Task #2: Case Study Questions on Medication History and Aging Effects
a. When conducting a medication history for an older adult, the nurse should ask the following questions:
– What medications are you currently taking? Include prescription, over-the-counter, and herbal supplements.
– How often and at what times do you take each medication?
– Have there been any recent changes in your medication regimen?
– Do you experience any side effects or adverse reactions from your medications?
– Are there any medications you have stopped taking and for what reason?
b. Older adults may be non-compliant with ordered medications for various reasons, including:
– Cost: Financial constraints may lead individuals to prioritize other expenses over medication costs.
– Adverse effects: Some medications may cause unwanted side effects that discourage adherence.
– Forgetfulness: Memory decline is common in older adults, increasing the risk of missed doses.
– Complex medication regimens: Taking multiple medications at different times can be confusing and difficult to manage.
– Lack of perceived benefit: If a patient does not think the medication is improving their condition, they may stop taking it.
– Beliefs and attitudes: Personal beliefs or cultural factors may influence an individual’s willingness to take certain medications.
c. Aging can affect several pharmacokinetic processes, including drug absorption, metabolism, distribution, and excretion:
– Absorption: Changes in the gastrointestinal tract, such as decreased blood flow and gastric emptying, can affect the rate and extent of drug absorption.
– Metabolism: Age-related changes in liver function can alter the rate at which drugs are metabolized, leading to increased or decreased drug levels in the body.

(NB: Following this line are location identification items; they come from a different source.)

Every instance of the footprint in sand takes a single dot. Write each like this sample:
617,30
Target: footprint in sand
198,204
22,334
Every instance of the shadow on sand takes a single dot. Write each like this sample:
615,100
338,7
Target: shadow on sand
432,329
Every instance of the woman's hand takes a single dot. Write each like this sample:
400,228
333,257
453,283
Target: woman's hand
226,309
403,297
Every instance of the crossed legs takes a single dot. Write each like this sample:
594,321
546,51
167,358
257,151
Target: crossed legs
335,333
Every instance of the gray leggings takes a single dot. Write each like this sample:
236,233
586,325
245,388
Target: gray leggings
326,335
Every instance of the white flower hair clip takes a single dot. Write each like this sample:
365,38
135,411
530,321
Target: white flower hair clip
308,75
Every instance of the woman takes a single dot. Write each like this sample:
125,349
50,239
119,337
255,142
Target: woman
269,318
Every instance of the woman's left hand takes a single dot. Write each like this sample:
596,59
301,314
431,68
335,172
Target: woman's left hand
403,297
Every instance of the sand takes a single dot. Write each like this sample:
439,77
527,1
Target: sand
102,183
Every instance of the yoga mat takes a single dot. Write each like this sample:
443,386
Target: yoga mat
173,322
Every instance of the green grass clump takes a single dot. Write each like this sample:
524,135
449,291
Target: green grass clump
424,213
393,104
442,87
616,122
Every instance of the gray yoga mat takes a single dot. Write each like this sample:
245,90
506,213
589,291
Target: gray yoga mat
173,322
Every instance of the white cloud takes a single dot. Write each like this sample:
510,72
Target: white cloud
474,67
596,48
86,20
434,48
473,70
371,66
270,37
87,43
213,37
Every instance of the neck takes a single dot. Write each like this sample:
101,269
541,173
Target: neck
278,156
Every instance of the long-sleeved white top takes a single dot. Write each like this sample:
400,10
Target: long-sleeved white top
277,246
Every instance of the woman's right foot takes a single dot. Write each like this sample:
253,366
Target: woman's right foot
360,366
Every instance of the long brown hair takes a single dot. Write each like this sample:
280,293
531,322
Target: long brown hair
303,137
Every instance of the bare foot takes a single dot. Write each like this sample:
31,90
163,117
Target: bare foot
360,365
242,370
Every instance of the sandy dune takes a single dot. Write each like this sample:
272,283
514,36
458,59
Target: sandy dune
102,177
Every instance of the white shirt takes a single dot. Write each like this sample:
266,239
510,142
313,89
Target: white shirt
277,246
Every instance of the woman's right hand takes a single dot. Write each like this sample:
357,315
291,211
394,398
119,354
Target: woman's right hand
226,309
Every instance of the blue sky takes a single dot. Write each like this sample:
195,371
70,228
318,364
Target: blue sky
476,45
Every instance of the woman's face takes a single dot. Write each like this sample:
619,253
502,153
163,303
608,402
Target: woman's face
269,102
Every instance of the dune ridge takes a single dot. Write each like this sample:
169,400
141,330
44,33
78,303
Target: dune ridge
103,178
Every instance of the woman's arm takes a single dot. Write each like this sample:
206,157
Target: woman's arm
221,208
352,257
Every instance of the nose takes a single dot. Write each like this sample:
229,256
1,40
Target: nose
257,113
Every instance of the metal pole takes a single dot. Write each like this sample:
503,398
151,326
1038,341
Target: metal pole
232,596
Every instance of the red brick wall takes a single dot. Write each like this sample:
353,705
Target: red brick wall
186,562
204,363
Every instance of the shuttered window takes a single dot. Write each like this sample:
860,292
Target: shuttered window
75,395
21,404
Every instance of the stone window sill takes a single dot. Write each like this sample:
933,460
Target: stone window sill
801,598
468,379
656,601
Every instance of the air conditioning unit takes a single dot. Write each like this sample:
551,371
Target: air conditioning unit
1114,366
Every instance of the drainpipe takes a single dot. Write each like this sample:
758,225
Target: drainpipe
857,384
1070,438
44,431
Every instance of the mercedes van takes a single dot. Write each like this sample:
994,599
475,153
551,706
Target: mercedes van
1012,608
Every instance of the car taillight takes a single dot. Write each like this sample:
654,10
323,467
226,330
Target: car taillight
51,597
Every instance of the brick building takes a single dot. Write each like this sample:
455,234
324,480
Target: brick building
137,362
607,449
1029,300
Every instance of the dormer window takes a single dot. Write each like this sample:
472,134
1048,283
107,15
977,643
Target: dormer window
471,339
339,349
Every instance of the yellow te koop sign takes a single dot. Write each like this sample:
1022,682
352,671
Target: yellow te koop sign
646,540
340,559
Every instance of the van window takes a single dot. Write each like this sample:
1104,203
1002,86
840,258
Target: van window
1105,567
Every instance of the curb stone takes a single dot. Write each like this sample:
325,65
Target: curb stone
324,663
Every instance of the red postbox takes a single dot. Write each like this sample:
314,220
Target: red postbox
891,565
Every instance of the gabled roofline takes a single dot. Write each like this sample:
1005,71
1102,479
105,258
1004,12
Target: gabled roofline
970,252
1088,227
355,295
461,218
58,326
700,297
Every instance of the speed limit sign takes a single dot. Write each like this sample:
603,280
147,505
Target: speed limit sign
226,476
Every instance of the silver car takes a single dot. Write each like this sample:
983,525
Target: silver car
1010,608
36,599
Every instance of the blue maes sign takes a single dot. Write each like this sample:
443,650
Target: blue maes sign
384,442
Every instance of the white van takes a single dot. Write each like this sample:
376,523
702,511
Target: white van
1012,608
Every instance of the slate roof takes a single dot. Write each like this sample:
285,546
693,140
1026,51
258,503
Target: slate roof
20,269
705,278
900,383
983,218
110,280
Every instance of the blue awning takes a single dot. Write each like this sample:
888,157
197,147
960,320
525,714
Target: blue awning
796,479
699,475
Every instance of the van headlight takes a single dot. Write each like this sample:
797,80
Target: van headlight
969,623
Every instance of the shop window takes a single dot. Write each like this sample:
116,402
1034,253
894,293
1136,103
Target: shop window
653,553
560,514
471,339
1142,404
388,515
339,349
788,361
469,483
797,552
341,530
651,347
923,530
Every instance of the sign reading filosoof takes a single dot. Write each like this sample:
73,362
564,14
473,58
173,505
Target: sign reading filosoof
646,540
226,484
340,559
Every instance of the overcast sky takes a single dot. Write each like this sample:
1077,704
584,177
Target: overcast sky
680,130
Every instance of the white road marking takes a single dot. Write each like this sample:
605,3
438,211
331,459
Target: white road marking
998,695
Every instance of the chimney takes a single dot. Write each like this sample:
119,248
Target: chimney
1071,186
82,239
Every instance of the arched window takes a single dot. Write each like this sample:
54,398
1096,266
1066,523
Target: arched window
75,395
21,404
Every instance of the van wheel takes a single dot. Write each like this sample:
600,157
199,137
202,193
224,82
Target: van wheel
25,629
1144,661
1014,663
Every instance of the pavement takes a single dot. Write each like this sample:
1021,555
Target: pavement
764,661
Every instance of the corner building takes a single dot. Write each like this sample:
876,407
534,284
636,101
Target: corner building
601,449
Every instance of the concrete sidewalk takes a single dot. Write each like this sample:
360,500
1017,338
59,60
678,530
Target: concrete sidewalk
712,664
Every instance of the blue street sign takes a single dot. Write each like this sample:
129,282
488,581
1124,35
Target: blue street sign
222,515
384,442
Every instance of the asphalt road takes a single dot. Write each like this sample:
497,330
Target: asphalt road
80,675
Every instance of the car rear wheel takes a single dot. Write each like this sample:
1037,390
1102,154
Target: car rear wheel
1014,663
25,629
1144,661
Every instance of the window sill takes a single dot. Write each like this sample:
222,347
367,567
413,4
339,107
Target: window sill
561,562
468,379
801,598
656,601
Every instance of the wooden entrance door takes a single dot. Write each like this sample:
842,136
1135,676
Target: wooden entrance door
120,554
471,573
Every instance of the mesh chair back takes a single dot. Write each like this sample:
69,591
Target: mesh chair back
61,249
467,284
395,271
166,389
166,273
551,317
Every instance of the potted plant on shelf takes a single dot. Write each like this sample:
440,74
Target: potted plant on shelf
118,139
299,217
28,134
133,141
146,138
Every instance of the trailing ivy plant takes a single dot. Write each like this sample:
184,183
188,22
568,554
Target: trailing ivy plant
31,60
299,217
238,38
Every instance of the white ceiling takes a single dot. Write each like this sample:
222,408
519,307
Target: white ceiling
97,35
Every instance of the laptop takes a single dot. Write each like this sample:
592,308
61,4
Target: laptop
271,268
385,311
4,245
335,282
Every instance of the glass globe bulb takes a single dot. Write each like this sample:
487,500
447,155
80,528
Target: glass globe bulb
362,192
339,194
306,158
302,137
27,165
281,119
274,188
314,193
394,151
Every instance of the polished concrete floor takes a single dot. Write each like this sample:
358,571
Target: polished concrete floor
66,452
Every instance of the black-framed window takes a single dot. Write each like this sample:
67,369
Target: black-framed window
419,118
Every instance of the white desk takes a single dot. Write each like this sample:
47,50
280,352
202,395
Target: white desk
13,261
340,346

– Distribution: Age-related changes in body composition, such as a decrease in lean body mass and total body water, can affect drug distribution and drug efficacy.
– Excretion: Reduced renal function with aging can result in decreased drug clearance and prolonged drug half-life, leading to an increased risk of drug accumulation and toxicity.
It is important for healthcare providers to consider these age-related changes in pharmacokinetics when prescribing and administering medications to older adults. Dose adjustments and close monitoring may be necessary to ensure optimal therapeutic outcomes and minimize the risk of adverse drug effects.